Kata-kata itu keluar.


Tubuh Chen Daoming bergetar.


Ujian akan datang!


Tinggallah sebentar, harus ingat setiap perkataan anak.


Tidak, setiap ekspresi dan setiap tindakan harus ditulis.


Jika Anda tidak dapat menyadarinya, bicaralah dengan Senior Liu Yan.


Chen Daoming membuat keputusan rahasia, ekspresinya sangat serius, "Guru, saya pernah ke sana!"

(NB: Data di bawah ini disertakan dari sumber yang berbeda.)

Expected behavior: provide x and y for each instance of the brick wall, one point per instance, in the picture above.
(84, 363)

“Kalau begitu, apakah kamu pernah melihat boneka?” Tanya Sun Hao.


Kota Jiangyang, boneka?


Apa yang disiratkan putranya?


“Anakku, aku telah melihatnya.” Chen Daoming menjawab dengan jujur.


Mendengar ini, Sun Hao menatap Chen Daoming dengan ekspresi kagum di wajahnya.


Mampu melarikan diri dari monster kebal semacam itu membuktikan bahwa anak ini pandai dalam hal kekuatan.


“Klan boneka manusia adalah ras yang jahat? Lalu tahukah kamu bahwa ada ras jahat lain selain klan boneka manusia?” Tanya Sun Hao.


"Anakku, selain marga wayang manusia, ada juga marga wayang mayat, marga pengunyah hati, marga wayang jiwa ..."


Chen Daoming mulai memperkenalkannya dengan serius.


Setiap balapan diperkenalkan dengan sangat detail.


Sun Hao diam-diam mengerutkan kening saat mendengar ini.


Dua hari lalu, toko Xiaoer tampak menyedihkan, masih melekat di hatinya.


Kepalanya digerogoti dan otaknya mabuk, itu mengerikan.


Ras seperti itu seharusnya tidak ada di dunia ini.


Sun Hao melempar cabang mati di tangannya.


"Wow..."

__ADS_1


Cabang mati jatuh ke Yaochi tanpa berbelok, dan ada semburan air.


Chen Daoming melihat adegan ini dengan kaget.


"Anakku, ini untukku menghancurkan ras jahat!"


"Saya mengerti!"


Chen Daoming mengepalkan tinjunya, matanya bersinar karena kegembiraan.


"Saudara Chen, maaf membuatmu tertawa!"


Sun Hao menarik emosinya dan duduk lagi.


“Dimana, dimana!” Kata Chen Daoming.


"panggilan……"


Aroma teh meluap, melayang ke arah halaman belakang.


"Retak ..."


Pada saat ini, terdengar tangisan bebek.


Setelah Chen Daoming mendengarnya, dia mendongak.


Melihat langit, pupil Chen Daoming menyusut dan coraknya berubah drastis.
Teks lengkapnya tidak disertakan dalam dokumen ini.